Professor Grigor launches new book and book tour
Professors Talinn Grigor and Houri Berberian, Professor of History and Meghrouni Family Presidential Chair in Armenian Studies and the Director of the Center for Armenian Studies at UC Irvine, have launched a national book tour for their new publication The Armenian Woman, Minoritarian Agency, and The Making of Iranian Modernity (1860-1979) (Stanford University Press, 2025). Their first book presentation and signing took place on Mar. 6 at UC Irvine and was sponsored by UC Irvine’s Center for Armenian Studies, followed by another on Mar. 8 at the Homenetmen Glendale Arahat.
Over the next several months, Professors Grigor and Berberian will present book talks at universities and institutes throughout the U.S.

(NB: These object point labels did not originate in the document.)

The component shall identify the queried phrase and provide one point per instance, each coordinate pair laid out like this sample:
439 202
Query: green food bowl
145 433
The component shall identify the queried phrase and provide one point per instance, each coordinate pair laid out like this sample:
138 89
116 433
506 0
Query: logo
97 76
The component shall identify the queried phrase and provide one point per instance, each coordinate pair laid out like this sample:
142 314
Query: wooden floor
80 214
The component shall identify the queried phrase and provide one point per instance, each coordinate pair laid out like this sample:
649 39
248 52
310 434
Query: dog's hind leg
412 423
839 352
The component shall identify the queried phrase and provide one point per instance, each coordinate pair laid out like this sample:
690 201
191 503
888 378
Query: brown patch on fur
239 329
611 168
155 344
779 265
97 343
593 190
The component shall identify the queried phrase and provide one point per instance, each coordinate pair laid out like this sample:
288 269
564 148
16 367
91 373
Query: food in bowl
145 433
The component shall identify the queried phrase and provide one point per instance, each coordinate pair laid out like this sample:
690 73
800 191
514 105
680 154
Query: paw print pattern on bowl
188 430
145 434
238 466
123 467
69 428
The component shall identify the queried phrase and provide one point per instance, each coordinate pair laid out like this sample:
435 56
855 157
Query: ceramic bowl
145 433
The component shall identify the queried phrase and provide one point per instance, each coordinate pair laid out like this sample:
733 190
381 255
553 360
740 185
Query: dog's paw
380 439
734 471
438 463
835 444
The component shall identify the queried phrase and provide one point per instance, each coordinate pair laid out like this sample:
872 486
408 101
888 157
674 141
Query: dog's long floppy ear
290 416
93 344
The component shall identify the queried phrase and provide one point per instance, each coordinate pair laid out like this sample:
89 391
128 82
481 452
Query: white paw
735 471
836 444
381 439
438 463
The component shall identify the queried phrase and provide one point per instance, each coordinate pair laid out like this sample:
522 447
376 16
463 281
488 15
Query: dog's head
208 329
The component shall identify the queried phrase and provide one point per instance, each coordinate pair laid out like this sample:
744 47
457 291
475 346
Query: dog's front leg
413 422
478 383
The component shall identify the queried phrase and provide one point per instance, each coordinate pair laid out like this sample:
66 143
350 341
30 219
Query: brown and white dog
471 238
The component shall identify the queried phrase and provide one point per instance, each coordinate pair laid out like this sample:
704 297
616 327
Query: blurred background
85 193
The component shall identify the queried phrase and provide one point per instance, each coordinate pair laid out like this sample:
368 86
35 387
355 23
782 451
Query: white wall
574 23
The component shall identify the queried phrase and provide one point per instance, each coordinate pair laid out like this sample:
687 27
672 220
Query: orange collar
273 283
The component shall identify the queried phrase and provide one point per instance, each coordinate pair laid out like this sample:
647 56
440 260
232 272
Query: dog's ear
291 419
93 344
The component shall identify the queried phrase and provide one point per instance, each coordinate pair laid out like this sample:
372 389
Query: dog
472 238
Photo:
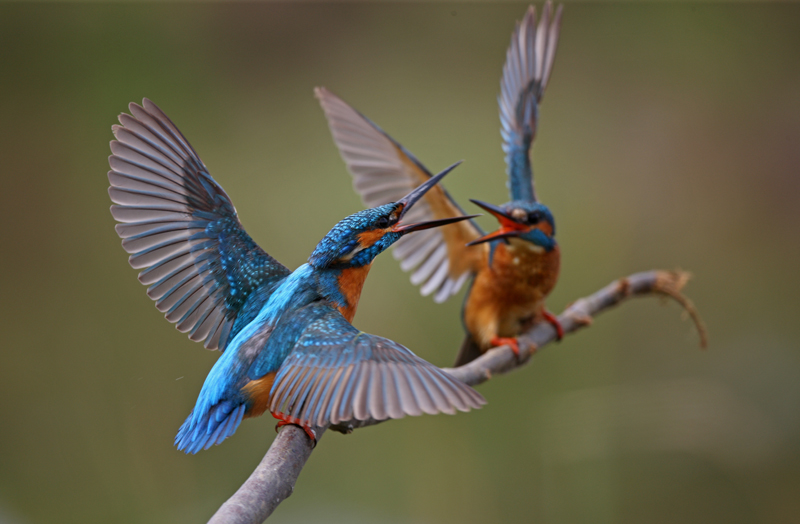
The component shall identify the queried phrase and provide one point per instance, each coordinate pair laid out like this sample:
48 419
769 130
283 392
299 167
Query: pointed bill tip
419 226
423 188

Monday, April 7: Armenian Studies at CREEES, Stanford
University
Tuesday, April
8: Hamazkayan Armenian Educational and Cultural Society, San
Francisco
Wednesday, April 9: Armenian Studies, UC Berkeley
Friday, April 11: Keynote address, Armenian Studies Undergraduate
Research Symposium, USC
Sunday,
April 27: L.A. Times Festival of Books, USC. Iran Through Books,
Booth 949
Friday, May 2: Strassler Center for Holocaust and Genocide
Studies, Clark University
Monday, May 5: Women’s and Gender Studies Program,
MIT
Friday, July 11: National Library
of Armenia, Yerevan, Armenia
Friday, July 18:
Aslamazyan Sisters Gallery, Gyumri, Armenia
The Armenian Woman, Minoritarian Agency, and The Making of Iranian Modernity (1860-1979) offers the first history of Armenian women in modern Iran. Foregrounding the work of Armenian women’s organizations, Professors Grigor and Berberian have traced minoritarian politics and the shifting relationships among doubly minoritized Armenian female subjects, Iran’s central nodes of power, and the Irano-Armenian patrical institutions of church and political parties. Grigor and Berberian relied of archival, textual, visual and oral history sources to challenge conventional notions of “the archive” and transformed silences and absences into audible and visual presences.